Quando dobbiamo scegliere con cosa lavarci abbiamo fondamentalmente due scelte: la saponetta o il sapone liquido. Vediamo i pro e i contro delle varie tipologie di saponi, quali scegliere e quando utilizzarli.

La classica saponetta

La classica saponetta toglie sporco e odori come il sapone liquido, è più ecologica (non produce tanti rifiuti difficili da smaltire) e meno cara, ma secca molto di più la pelle. La saponetta è considerata anche meno igienica, perché resta esposta all’aria e allo sporco, ma durante l’utilizzo viene risciacquata da mani pulite sotto l’acqua, perciò non è sempre vero, tuttavia nei luoghi pubblici o molto frequentati è sostituita per una questione igienica dai saponi liquidi in dispenser.

Il sapone solido ha un pH leggermente alcalino (9- 10) mentre la nostra pelle ne ha uno acidulo (5,5). Le due cose assieme non vanno bene poiché ogni volta che ci laviamo con un sapone alteriamo il pH della pelle che di conseguenza prude, diviene secca, o “tira”. Il sapone è per natura un composto alcalino, e contrariamente a quanto certi saponi industriali fanno pensare, non è possibile ottenere un sapone con un pH “neutro”. Non esistono saponi naturali a pH neutro, tutti i saponi solidi con un pH inferiore a 8 sono detergenti sintetici (i cosidetti saponi-non-saponi o Syndet), ottenuti dalla combinazione di tensioattivi, agenti schiumogeni e regolatori del Ph.

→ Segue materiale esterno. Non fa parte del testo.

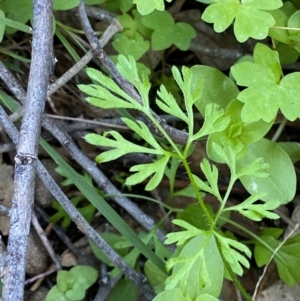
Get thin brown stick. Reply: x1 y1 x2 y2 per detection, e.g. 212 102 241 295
3 0 53 301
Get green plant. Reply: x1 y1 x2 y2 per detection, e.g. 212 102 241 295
79 45 296 301
46 265 98 301
0 0 300 301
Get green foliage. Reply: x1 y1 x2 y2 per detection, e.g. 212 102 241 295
231 43 300 122
46 265 98 301
141 11 196 51
133 0 172 15
254 228 300 285
4 0 300 301
237 139 296 204
79 50 296 300
201 0 282 42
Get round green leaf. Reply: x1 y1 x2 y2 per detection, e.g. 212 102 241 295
237 139 296 204
53 0 79 10
278 142 300 163
287 10 300 36
207 99 274 163
191 65 239 116
276 43 299 65
269 1 296 44
45 285 70 301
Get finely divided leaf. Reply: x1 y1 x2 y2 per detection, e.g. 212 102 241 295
202 0 282 42
84 131 162 163
215 232 251 276
125 154 170 191
165 219 204 246
122 118 164 149
117 54 151 108
156 85 188 123
166 235 224 300
224 192 280 221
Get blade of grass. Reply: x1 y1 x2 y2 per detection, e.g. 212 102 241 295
40 138 165 272
0 84 166 272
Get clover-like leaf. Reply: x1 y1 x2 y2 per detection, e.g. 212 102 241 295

Il sapone solido dovrebbe essere usato solo in zone del corpo resistenti come le mani ed i piedi, mentre va evitato sul viso e parti intime. Usando una saponetta per lavare le ascelle si altera il pH della zona ed i batteri si scatenano generando cattivi odori. Molto meglio un detergente a pH basso, come un detergente intimo.

Il sapone liquido

Il sapone liquido ha oramai sostituito le classiche saponette grazie all’idea di maggiore igienicità che inspira, dovuta al fatto che il liquido detergente non entra a contatto con le mani di tutti, ma resta imprigionato all’interno del dispenser di plastica. Purtroppo questo non è vero: la superficie dell’erogatore raccoglie ad ogni pressione sporco, germi, virus e polvere che si accumulano nel tempo. Inoltre i saponi liquidi contengono acqua in grandi quantità e per evitare lo sviluppo di muffe e batteri sono addizionati di conservanti. I migliori contengono conservanti innocui, come i sorbati (usati anche nell’industria alimentare), meglio sempre consultare il biodizionario. Non tutti i saponi liquidi hanno un pH fisiologico (5,5), occorre verificarlo sia leggendo l’etichetta che eventualmente misurandolo tramite cartina tornasole. Uno svantaggio è rappresentato anche dal contenitore in plastica che poi deve essere smaltito.

Conclusione

In conclusione il sapone solido è ecologico, ma non è il massimo per la pelle mentre i liquidi sono migliori per la pelle, ma inquinano e bisogna fare attenzione ai conservanti. Probabilmente il giusto compromesso è un sapone liquido in ricarica, in questo modo otteniamo il massimo oggi possibile. In entrambi i casi, comunque, è importante saper leggere l’INCI dei prodotti per poterli confrontare e scegliere i migliori, nonchè quelli più adatti al nostro tipo di pelle.